Known as the Ellis Act, the law was put in place to provide property owners the ability to exit the rental business and use their property for other purposes. However, it doesn’t contain a mechanism to prevent landlords from returning to the rental business after evicting tenants. Rather, it imposes a penalty on properties that reenter the rental market based on how long the property was vacant.
According to the Rent Control Board, those penalties are simply too weak to prevent abuse of the Ellis Act when partnered with another law, Costa Hawkins. The Costa Hawkins act resets rents to market rate when a Rent Controlled unit is vacated and under current economic conditions, landlords can now evict renters who are paying vastly below market rates, leave the units vacant for five years and return to profitability when units come back at market rate.
“Unfortunately, in practice, the re-control provisions that were meant to deter abuse of Ellis are often used as a blueprint for evading local rent regulations,” said a report that will be presented to the RCB this week. “Instead of a good faith intent to leave the rental business, some landlords, especially large corporate entities, are invoking Ellis in order to empty their rental properties and leave them vacant until such time as the re-control provisions allow the units to be re-offered at market rental rates, whether by the current owner or a successor owner.”
The report said there is now a viable business model to evict tenants that accounts for the five-years waiting period.
“As a result, some landlords, at the time they are evicting tenants under Ellis, have calculated that 5-year period and factored in those rental losses in advance as the cost of doing business,” said the report. “At the end of that 5-year period, the now-vacant rental units, which often have undergone extensive renovations during this time, are either re-offered for rent at market rates or sold to a new owner at a premium and then re-rented at market rates. The agency has even seen ads for properties that are being marketed as empty rental properties with the 5-year date touted as when Ellis ‘ends.’ This is a clear misuse of the law since none of these owners have the requisite intent to ‘go out of business’ at the time the requisite notices are filed.”
The proposal before RCB this week adds additional definitions to the rules clarifying the Ellis Act has a “good faith” intent qualification.

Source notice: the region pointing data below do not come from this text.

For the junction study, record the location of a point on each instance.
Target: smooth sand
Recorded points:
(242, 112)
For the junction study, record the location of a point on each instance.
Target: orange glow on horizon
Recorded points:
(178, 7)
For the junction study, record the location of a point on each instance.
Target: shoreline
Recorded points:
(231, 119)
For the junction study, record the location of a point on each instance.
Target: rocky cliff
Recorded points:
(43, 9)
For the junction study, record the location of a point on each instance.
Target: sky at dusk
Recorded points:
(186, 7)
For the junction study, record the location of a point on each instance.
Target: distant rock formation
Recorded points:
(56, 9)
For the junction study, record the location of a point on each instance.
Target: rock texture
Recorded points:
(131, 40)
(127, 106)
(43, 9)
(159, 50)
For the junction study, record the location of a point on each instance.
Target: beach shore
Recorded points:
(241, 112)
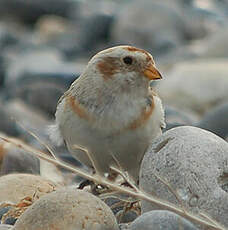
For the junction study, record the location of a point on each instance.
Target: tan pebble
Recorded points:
(15, 187)
(68, 209)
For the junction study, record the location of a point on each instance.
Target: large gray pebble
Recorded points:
(68, 209)
(196, 85)
(193, 162)
(161, 220)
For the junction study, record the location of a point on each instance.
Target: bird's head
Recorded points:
(123, 66)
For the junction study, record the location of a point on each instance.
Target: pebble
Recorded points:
(40, 78)
(16, 160)
(161, 220)
(5, 227)
(151, 32)
(196, 85)
(193, 162)
(14, 187)
(68, 209)
(16, 9)
(216, 120)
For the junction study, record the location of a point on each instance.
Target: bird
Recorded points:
(110, 114)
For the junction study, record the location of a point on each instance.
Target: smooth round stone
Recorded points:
(196, 85)
(5, 227)
(67, 209)
(14, 187)
(193, 162)
(216, 121)
(151, 32)
(161, 220)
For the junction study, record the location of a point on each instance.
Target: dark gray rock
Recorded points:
(195, 85)
(193, 162)
(216, 121)
(29, 12)
(161, 220)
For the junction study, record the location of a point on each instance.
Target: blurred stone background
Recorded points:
(45, 44)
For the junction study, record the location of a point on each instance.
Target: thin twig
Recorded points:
(102, 180)
(38, 139)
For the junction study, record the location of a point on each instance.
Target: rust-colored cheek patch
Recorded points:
(143, 118)
(77, 108)
(108, 67)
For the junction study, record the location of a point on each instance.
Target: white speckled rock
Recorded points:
(67, 209)
(5, 227)
(196, 85)
(161, 220)
(14, 187)
(195, 164)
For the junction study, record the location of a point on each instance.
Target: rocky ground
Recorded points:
(45, 45)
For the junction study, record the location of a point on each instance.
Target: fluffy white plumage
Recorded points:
(111, 111)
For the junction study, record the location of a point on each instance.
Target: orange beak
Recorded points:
(152, 73)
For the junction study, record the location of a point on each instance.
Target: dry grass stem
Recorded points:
(206, 221)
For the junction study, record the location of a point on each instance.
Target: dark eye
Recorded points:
(128, 60)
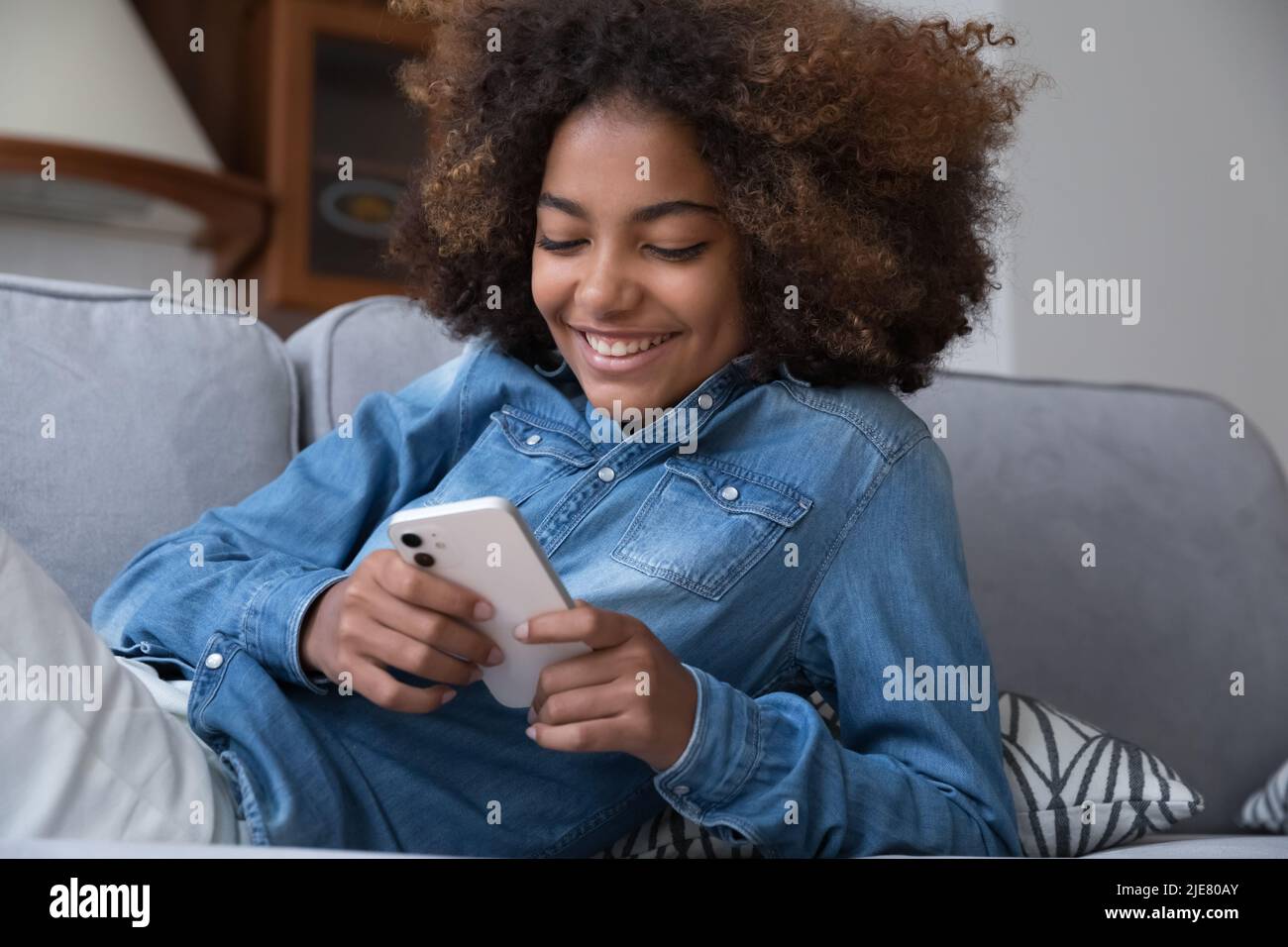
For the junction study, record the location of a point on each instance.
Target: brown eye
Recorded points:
(683, 254)
(555, 247)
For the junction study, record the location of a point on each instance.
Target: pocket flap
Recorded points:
(536, 436)
(739, 489)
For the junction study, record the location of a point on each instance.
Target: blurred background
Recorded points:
(205, 137)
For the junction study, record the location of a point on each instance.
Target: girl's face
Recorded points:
(629, 250)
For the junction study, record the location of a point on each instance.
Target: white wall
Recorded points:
(1124, 171)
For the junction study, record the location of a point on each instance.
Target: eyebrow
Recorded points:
(640, 215)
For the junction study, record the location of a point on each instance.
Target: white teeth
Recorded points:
(605, 347)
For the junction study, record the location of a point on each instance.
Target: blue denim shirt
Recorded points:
(803, 538)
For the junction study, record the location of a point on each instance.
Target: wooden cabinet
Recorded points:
(301, 94)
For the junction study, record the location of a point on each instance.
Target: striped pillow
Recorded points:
(1054, 764)
(1266, 809)
(1078, 789)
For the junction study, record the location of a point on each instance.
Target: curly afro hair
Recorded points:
(823, 123)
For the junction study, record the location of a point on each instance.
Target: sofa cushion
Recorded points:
(1190, 528)
(1052, 763)
(1175, 638)
(119, 425)
(376, 344)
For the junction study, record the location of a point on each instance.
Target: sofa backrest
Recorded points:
(1189, 530)
(119, 425)
(1189, 526)
(375, 344)
(159, 418)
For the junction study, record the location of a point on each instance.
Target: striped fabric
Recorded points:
(1266, 809)
(1054, 764)
(1078, 789)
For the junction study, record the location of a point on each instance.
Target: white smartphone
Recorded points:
(485, 545)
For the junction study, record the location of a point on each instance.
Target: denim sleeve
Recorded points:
(253, 570)
(907, 776)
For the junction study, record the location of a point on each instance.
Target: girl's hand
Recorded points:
(393, 615)
(629, 694)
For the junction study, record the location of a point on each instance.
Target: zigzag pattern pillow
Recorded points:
(1052, 763)
(1266, 809)
(1056, 763)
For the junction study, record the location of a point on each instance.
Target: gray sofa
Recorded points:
(161, 416)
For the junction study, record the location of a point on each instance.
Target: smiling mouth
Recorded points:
(618, 348)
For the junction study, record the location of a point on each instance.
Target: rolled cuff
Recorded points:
(273, 622)
(721, 751)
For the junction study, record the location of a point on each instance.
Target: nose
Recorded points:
(605, 283)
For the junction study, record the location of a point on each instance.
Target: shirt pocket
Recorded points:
(707, 522)
(516, 455)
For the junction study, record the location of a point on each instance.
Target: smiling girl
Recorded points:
(768, 214)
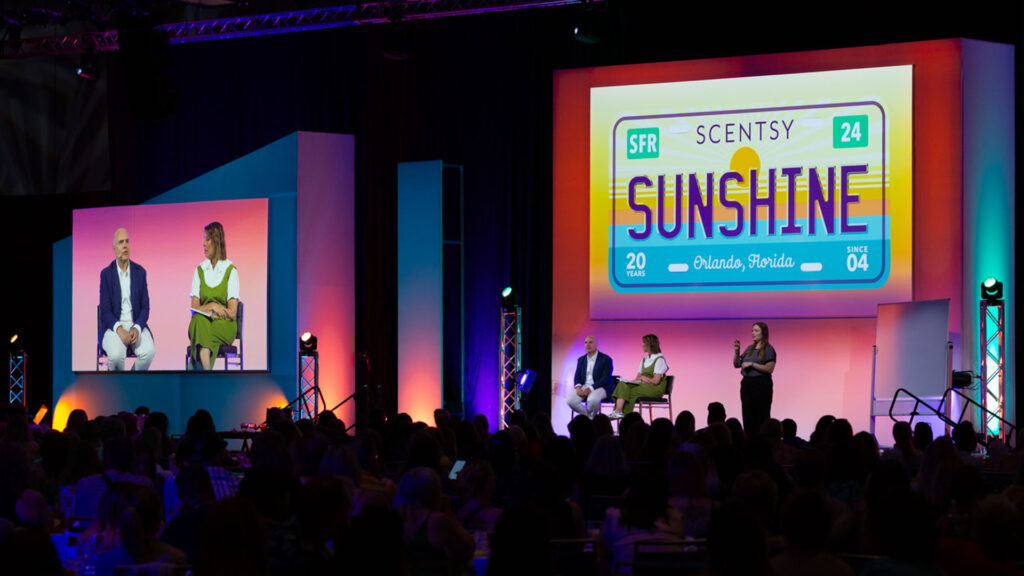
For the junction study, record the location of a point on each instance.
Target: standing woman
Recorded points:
(756, 364)
(215, 294)
(649, 381)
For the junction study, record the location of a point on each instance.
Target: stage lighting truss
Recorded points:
(15, 382)
(309, 396)
(993, 365)
(281, 23)
(511, 364)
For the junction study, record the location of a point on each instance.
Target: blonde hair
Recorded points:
(215, 232)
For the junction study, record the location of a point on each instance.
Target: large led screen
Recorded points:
(167, 242)
(769, 196)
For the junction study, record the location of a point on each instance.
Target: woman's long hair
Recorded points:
(653, 345)
(764, 340)
(215, 232)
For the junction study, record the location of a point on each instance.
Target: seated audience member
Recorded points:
(340, 462)
(119, 459)
(206, 449)
(966, 442)
(685, 426)
(782, 453)
(160, 421)
(322, 509)
(806, 524)
(435, 542)
(903, 450)
(196, 496)
(28, 551)
(521, 543)
(125, 531)
(790, 437)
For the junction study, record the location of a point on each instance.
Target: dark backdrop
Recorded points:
(474, 91)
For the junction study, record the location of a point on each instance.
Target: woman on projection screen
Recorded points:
(214, 300)
(756, 365)
(649, 381)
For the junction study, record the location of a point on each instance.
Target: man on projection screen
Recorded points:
(124, 309)
(592, 380)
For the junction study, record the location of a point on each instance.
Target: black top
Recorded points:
(763, 356)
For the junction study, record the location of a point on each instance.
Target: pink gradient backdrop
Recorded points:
(167, 241)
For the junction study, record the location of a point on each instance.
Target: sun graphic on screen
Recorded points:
(744, 160)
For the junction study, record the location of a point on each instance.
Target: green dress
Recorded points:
(206, 332)
(631, 393)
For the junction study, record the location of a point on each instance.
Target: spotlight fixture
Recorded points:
(991, 290)
(508, 299)
(524, 379)
(307, 342)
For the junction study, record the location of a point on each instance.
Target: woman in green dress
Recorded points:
(214, 300)
(649, 381)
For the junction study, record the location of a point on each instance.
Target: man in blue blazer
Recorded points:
(124, 309)
(592, 382)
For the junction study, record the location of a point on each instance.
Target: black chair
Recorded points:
(649, 403)
(232, 355)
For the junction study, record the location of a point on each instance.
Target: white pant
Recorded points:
(116, 351)
(589, 406)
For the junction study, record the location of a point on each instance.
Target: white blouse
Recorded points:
(212, 276)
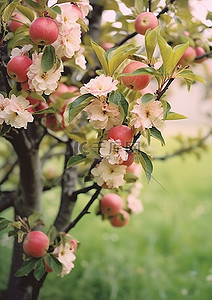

“These amendments clarify the definition of good faith and require owners to attest to their intent to leave the rental business in the Notice of Intent that is filed with the agency. They also include some factors for determining good faith, which will assist both landlords and tenants as well as provide a resource for hearing officers and judges in adjudicating cases where the landlord’s intent is in question,” said the report.
In addition to the clarifying language, the proposal also reiterates the existing repercussions for violations of the rules including rejecting Ellis applications, pursuing lawsuits against non-complying landlords and mandating reoccupancy by evicted tenants.
The Rent Control Board will discuss the issue at their Sept. 14 meeting to be held in City Hall (1685 Main Street) at 7 p.m.